筋トレは続けていますが、一向に筋肉がつく気配もなく、むしろ同年代の子達より一回り体が小さいくらいです。
その原因は、私の脆弱な胃です。
容量が小さくて沢山食べられないし、お肉はその許容量が単独で定められているのかと邪推してしまうくらい、ある一定量を超えると吐いたり下痢したりします。

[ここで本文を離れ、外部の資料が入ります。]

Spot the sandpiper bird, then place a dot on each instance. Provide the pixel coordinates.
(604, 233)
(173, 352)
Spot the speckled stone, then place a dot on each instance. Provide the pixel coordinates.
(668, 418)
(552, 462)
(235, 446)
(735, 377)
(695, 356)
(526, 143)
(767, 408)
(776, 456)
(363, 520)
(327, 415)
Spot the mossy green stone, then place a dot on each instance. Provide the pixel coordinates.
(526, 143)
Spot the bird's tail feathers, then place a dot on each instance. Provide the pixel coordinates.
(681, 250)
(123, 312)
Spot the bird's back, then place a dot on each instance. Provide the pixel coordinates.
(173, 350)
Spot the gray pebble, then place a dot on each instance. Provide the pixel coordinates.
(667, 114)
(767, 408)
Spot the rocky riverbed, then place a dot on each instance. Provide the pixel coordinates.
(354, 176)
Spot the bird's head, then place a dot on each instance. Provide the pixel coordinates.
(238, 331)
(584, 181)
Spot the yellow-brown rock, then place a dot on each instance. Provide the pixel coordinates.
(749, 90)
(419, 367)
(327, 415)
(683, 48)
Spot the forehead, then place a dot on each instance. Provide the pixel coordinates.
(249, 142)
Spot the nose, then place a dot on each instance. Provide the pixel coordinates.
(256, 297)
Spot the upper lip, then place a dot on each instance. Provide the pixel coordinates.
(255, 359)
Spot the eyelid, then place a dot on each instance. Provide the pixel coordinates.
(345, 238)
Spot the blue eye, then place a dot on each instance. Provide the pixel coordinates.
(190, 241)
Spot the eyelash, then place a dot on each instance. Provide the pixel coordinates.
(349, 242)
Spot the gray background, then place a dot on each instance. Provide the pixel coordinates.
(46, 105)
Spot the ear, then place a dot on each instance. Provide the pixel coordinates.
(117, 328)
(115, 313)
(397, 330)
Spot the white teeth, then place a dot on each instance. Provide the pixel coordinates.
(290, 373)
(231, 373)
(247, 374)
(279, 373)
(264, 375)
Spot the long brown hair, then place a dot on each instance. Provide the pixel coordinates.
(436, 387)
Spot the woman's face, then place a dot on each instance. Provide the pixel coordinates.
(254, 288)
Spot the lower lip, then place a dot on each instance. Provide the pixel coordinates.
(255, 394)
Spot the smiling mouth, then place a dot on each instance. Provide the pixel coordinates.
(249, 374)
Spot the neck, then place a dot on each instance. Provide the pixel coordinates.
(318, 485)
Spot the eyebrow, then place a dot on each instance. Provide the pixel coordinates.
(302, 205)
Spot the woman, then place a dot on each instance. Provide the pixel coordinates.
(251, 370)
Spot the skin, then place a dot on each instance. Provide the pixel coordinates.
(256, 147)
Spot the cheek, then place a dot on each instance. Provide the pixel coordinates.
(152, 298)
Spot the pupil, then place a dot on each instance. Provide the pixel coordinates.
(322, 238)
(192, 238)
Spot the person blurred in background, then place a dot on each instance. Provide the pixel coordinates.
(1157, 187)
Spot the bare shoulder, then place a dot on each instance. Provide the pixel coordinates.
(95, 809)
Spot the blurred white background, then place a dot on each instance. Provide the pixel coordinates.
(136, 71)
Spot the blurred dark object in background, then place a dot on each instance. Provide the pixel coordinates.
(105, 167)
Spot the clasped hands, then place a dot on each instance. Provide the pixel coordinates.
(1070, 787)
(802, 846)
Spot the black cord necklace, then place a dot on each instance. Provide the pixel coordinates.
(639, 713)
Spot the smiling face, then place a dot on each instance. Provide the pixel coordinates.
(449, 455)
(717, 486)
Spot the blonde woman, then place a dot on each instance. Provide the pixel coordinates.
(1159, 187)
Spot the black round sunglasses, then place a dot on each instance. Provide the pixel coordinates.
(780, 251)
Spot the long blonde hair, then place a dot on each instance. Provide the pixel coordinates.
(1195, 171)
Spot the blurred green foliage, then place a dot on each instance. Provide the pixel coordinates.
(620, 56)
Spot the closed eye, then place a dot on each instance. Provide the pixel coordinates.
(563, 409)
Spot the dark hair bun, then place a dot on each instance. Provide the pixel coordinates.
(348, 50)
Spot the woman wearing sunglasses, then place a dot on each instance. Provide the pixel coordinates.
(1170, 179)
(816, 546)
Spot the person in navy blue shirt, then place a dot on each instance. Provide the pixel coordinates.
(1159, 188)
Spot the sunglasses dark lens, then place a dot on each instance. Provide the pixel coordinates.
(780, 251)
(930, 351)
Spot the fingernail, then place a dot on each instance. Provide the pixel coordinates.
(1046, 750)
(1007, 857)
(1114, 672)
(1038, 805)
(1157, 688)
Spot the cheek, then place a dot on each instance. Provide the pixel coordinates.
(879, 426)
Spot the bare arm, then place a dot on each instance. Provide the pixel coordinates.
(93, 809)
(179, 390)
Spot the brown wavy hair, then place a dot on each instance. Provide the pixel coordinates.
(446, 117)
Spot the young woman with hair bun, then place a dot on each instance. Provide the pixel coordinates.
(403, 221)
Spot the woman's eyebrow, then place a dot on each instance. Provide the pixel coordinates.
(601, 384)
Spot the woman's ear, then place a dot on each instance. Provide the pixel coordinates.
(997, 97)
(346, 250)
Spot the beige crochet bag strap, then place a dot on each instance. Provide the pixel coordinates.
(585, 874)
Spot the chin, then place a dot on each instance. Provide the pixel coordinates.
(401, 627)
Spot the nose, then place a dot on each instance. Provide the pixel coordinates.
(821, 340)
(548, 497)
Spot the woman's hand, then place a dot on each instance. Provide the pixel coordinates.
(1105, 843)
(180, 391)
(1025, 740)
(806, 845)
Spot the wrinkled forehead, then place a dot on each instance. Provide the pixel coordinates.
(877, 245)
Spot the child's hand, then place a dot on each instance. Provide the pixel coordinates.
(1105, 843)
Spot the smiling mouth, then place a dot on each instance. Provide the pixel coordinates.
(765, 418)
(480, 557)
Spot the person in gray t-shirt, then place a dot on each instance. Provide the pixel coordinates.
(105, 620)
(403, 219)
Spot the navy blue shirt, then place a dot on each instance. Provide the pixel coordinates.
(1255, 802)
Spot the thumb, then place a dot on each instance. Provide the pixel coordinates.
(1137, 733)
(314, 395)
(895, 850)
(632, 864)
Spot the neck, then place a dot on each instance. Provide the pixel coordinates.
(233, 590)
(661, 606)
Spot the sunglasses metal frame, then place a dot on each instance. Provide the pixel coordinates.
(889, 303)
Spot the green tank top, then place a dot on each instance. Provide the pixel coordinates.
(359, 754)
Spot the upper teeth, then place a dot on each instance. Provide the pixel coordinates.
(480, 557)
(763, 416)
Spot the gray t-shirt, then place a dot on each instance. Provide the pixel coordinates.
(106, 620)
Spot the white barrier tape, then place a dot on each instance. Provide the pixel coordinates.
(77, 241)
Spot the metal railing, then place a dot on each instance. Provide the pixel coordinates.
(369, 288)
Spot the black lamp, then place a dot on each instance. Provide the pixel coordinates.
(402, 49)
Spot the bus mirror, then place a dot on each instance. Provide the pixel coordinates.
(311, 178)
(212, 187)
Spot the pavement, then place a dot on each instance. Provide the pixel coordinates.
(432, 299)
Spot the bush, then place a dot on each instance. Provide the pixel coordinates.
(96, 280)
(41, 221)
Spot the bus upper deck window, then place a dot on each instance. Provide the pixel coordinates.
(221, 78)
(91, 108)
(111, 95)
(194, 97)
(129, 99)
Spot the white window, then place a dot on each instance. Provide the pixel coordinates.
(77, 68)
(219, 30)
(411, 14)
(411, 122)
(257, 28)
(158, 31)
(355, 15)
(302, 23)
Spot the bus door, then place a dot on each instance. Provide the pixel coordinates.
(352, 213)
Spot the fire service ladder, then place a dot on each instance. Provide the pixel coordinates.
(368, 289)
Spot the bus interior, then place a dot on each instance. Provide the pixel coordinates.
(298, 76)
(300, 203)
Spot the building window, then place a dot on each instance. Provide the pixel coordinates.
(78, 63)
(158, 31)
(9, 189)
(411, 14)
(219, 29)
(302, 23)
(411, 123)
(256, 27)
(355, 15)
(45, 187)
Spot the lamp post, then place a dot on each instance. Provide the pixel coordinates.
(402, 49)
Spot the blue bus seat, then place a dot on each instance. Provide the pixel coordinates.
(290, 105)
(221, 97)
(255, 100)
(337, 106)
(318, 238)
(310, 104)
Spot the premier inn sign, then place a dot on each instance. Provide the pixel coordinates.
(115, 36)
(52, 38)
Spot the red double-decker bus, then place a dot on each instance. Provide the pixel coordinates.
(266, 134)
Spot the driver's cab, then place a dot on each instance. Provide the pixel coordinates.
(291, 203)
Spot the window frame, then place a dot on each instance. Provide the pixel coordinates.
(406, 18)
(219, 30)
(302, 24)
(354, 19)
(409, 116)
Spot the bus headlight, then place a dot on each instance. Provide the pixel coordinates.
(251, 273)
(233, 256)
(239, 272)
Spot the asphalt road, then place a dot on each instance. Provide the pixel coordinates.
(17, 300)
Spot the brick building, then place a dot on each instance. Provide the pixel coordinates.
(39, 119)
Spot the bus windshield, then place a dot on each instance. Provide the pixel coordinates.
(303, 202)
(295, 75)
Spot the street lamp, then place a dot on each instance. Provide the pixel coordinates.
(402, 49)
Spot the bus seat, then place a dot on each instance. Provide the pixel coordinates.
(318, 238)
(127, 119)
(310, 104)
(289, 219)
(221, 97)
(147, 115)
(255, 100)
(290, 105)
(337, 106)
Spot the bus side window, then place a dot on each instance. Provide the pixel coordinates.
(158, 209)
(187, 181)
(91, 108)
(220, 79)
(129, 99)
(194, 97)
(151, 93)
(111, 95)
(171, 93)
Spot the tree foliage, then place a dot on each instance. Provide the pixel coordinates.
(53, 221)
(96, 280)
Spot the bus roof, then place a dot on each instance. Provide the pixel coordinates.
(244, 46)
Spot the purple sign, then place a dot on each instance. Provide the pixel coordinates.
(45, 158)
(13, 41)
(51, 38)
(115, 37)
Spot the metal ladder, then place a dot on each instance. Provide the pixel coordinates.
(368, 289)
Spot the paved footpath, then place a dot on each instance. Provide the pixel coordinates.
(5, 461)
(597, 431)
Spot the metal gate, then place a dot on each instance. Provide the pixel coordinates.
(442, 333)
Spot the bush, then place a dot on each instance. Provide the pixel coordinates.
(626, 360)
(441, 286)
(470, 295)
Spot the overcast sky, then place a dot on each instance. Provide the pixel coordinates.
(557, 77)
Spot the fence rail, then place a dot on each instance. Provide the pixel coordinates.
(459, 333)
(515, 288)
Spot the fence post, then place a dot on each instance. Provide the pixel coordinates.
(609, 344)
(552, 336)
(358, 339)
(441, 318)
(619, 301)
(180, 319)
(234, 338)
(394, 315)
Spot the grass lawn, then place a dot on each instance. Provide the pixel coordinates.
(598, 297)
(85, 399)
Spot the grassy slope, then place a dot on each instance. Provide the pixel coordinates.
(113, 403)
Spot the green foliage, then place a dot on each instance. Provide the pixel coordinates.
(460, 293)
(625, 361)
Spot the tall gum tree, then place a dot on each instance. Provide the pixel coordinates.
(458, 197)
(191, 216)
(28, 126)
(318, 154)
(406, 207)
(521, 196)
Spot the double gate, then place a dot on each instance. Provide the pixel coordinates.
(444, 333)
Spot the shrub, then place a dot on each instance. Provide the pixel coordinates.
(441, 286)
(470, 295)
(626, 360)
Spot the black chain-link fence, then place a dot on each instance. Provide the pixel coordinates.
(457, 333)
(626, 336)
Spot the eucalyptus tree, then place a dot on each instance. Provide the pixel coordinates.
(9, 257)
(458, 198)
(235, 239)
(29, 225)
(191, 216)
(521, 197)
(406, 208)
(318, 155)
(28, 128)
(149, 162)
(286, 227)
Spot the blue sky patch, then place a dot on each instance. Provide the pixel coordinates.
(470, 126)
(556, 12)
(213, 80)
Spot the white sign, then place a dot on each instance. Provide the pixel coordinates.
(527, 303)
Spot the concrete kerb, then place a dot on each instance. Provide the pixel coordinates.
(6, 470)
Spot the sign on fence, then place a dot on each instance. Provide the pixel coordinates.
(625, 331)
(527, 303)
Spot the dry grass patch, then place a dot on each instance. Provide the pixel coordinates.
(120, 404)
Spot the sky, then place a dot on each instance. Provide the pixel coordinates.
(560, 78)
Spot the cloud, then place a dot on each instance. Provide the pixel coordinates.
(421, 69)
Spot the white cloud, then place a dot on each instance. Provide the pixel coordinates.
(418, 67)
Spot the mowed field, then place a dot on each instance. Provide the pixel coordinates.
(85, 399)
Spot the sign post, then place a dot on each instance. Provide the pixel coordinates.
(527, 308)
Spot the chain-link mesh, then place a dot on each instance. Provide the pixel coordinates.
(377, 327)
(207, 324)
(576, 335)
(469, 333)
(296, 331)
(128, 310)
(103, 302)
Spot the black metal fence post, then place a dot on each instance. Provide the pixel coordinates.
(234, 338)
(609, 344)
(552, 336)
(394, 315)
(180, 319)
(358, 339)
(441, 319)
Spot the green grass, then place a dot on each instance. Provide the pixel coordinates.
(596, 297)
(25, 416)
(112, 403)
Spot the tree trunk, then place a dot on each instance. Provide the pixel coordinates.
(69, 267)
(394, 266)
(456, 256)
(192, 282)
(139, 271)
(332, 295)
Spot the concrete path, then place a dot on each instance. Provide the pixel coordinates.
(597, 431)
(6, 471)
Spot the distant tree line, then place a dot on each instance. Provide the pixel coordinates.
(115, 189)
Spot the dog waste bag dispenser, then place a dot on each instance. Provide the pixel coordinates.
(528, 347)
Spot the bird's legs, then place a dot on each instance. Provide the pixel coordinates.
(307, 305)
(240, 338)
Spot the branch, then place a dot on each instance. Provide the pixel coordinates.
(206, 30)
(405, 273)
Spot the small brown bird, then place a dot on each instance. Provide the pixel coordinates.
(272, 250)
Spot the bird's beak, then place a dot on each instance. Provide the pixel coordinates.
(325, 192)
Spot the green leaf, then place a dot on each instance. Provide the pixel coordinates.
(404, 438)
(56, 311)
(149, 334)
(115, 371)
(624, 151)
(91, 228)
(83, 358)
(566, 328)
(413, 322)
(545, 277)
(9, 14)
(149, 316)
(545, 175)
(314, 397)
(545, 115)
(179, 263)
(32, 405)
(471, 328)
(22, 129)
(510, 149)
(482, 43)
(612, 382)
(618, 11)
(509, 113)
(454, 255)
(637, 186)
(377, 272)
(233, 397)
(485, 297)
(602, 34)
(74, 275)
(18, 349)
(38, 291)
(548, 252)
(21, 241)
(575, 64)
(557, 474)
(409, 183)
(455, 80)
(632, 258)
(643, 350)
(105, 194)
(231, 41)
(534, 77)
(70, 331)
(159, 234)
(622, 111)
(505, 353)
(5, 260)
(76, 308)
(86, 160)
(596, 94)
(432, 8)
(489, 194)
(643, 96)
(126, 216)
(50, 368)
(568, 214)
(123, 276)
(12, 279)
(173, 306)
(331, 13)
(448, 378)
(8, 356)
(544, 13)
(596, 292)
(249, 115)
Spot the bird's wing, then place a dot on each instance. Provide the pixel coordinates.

呪われてるのかと思うような、本当に脆弱な私の胃腸です。
私が大内くんの目を見てその不意打ちを警戒しながら、ちょっと脱線したことに思いを馳せている間も、大内くんは特に反応らしい反応を見せませんでした。
ああ、いえ、反応ありますね。
大内くんの顔が真っ赤になっており、呼吸は異様なほど早く浅いです。
興奮のあまり過呼吸になりかけているのかもしれません。
これはいけませんね。
少し反則技ではありますが、早急に事態を解決しましょう。
こんな騒動を起こして、挙げ句の果てに過呼吸で倒れたとなっては、大内くんにいらぬ心の傷を与えてしまいますから。
「仲良く…しましょ?」
私は半歩ゆっくり近づくと、固まっている大内くんの手を軽く握りました。
シェイクハンド…握手ですね。仲直りの証です。
振り解かれなければ、仲直り成立です。
「……ね?」
私は大内くんを諭すように、再度問い掛けました。
「……うん」
すると大内くんの体から強張りが抜けて、私が握った手も脱力して、優しく握り返してくれました。
これにて一件落着ですね。
私はホッと安心して、思わず笑みがこぼれてしまいました。
万事上手く収めるというのは、子供相手でもかなり難しいものですね。
我ながら相当緊張していたようで、一気に気が抜ける思いでした。
私達はそのあと、仲直りの証として手を繋いだまま教室の掃除をしました。
掃除をするのには非常に非効率的でしたが、これもいつかは良い思い出になると思います。
大内くんが激昂していた時とはまるで人が変わったかのように、凄く素直になっていたのが嬉しかったというのもありますね。
彼らを間近で見守る年長者としては、これからも良い思い出を積み上げて、立派な大人になってくれたらと思います。